Building a Web-Based Forest Management Enterprise Information System with ESRI’s ArcGIS Server

By Mindia Brown, Virginia Department of Forestry

Local and state government entities are moving more of their products and applications to the Web to facilitate improved public access to information as well as to encourage more efficient data collection and analysis capabilities to support the day-to-day mandates of government entities. This article summarizes how the Virginia Department of Forestry is using ArcGIS server to support data collection from local foresters.

There are more than 15 million acres of forest land in Virginia that require sound management if long-term protection and sustainability of this resource is to be ensured. To this end, the Virginia Department of Forestry (VDOF) regularly provides private landowners with professional forest management advice and assistance in implementing practices, such as aerial spraying assistance, prescribed burning, and tree planting. It also assists landowners with cost-share and through seedling sales. Last year alone, VDOF assisted landowners by developing management plans that covered more than 147,000 forested acres and helped renew over 80,000 acres through tree planting.

Historically, however, the agency’s mechanism for tracking information about these many activities has been to input very simple data (e.g., planting – pine – 50 acres) into a tabular database. Sometimes a paper map was drawn and stored at the county office in a filing cabinet as an accompaniment to the activity, but these maps were not readily available to anyone outside that office. This method has obviously limited efficiency and usefulness in terms of preserving the rich geospatial history of forest management in Virginia.

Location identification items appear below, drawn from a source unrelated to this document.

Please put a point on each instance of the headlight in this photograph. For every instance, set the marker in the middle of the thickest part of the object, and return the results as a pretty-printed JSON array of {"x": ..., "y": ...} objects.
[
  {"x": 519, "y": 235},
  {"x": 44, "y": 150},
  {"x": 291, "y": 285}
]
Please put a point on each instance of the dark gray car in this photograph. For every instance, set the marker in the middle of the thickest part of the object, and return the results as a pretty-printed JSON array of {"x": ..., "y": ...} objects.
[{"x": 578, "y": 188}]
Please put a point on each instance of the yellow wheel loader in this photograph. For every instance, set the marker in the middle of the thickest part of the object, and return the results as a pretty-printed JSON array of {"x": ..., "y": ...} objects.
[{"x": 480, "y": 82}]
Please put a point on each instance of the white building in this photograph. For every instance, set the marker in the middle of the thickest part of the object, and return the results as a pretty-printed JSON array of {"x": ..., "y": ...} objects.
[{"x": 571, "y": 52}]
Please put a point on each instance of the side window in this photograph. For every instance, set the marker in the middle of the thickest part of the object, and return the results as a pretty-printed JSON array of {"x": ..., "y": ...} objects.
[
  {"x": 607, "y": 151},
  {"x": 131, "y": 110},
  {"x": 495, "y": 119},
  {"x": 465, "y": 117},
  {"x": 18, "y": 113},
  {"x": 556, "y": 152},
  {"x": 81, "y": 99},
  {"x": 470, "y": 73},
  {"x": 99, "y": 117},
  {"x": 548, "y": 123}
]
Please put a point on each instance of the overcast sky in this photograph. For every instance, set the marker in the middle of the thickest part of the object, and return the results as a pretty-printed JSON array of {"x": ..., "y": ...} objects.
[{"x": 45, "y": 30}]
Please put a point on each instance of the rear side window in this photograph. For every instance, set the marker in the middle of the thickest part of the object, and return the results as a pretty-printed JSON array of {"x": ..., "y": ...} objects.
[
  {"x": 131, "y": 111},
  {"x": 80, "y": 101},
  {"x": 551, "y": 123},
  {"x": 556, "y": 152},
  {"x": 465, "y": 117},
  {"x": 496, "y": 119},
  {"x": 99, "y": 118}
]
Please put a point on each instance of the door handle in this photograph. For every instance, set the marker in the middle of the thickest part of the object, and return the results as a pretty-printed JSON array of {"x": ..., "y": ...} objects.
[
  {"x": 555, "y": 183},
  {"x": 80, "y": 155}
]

Recognizing this deficiency, VDOF began developing a centralized, Web-based enterprise information system in 2004 that integrates GIS functionality to map a time-series of forest management activity and forest stand conditions. This Integrated Forest Resource Information System (IFRIS©) makes it possible for VDOF field staff to perform Web-based editing of geodatabases that store geometry of forest management activity areas and existing forest stand type/condition attribution. Users navigate to the property of focus, and using the 2002 VBMP photography as a guide, map (heads-up digitize) what forest management work is being, or is to be, performed. The information feeds the agency’s need to track employee accomplishments toward individual, strategic, and grants-matching goals.

Over time, the extent, occurrence and types of forest management activities will change. As users modify the mapped features, IFRIS© preserves geospatial history through automatic archival of “parent” features and their attributes. This will enable VDOF to re-create not only the forest management activity history, but also the change in forest types and conditions through time.

 

IFRIS makes it possible to map the forest management history of properties in Virginia, which: 1) helps DOF’s local foresters track activities on their customers’ land; 2) allows DOF to track accomplishments for matching grants and against strategic goals; and 3) builds a rich spatial-temporal dataset that supports decision making both inside and outside the agency.

 

Feature editing tools for polygons include adding/deleting, splitting, merging, appending to, and cutting from features. There are also more advanced tools that include “exploding” a multipolygon feature into its component pieces, creating a “convex hull” to derive a polygon boundary from selected polygons, and buffering. Basic point and line-based editing was also developed. In addition to mapping areas that represent work performed, users have access to a library of annotation layers that they can add to, such as roads, streams, structures, and labels. And, to complement heads-up digitizing data entry, IFRIS© was built to allow data captured in the field using GPS to be uploaded into the IFRIS© geodatabases.

 

IFRIS© uses Microsoft SQL Server, and ESRI’s ArcSDE, ArcIMS, and ArcGIS Server to facilitate the creation, editing, validation, storage, and management of spatial data elements. VDOF contracted with Timmons Group (Richmond, VA) for the application development, infrastructure design and configuration. VDOF has chosen to host the system at the Virginia Information Technologies Agency (VITA) facilities, and has undergone a thorough security review as part of this arrangement.

At this writing, IFRIS© is on the verge of operational deployment of its first phase of development. VDOF expects that statewide mapping of forest management activities by its field foresters will result in a much richer dataset than the agency and its customers have ever had access. It will enable field staff to make better stewardship priority areas, economic impact zones, and others.

Future IFRIS© development will incorporate field-based mapping and data collection using personal data assistants (PDAs) with integrated GPS. This technology will make it easier for field staff to capture data describing the location and nature of wildfire incidents, water-quality harvest inspections, forest health observations, and other critical data. The timely, accurate and readily available database that will evolve via IFRIS© will help VDOF communicate the state of Virginia’s forests to all those who need or want to know.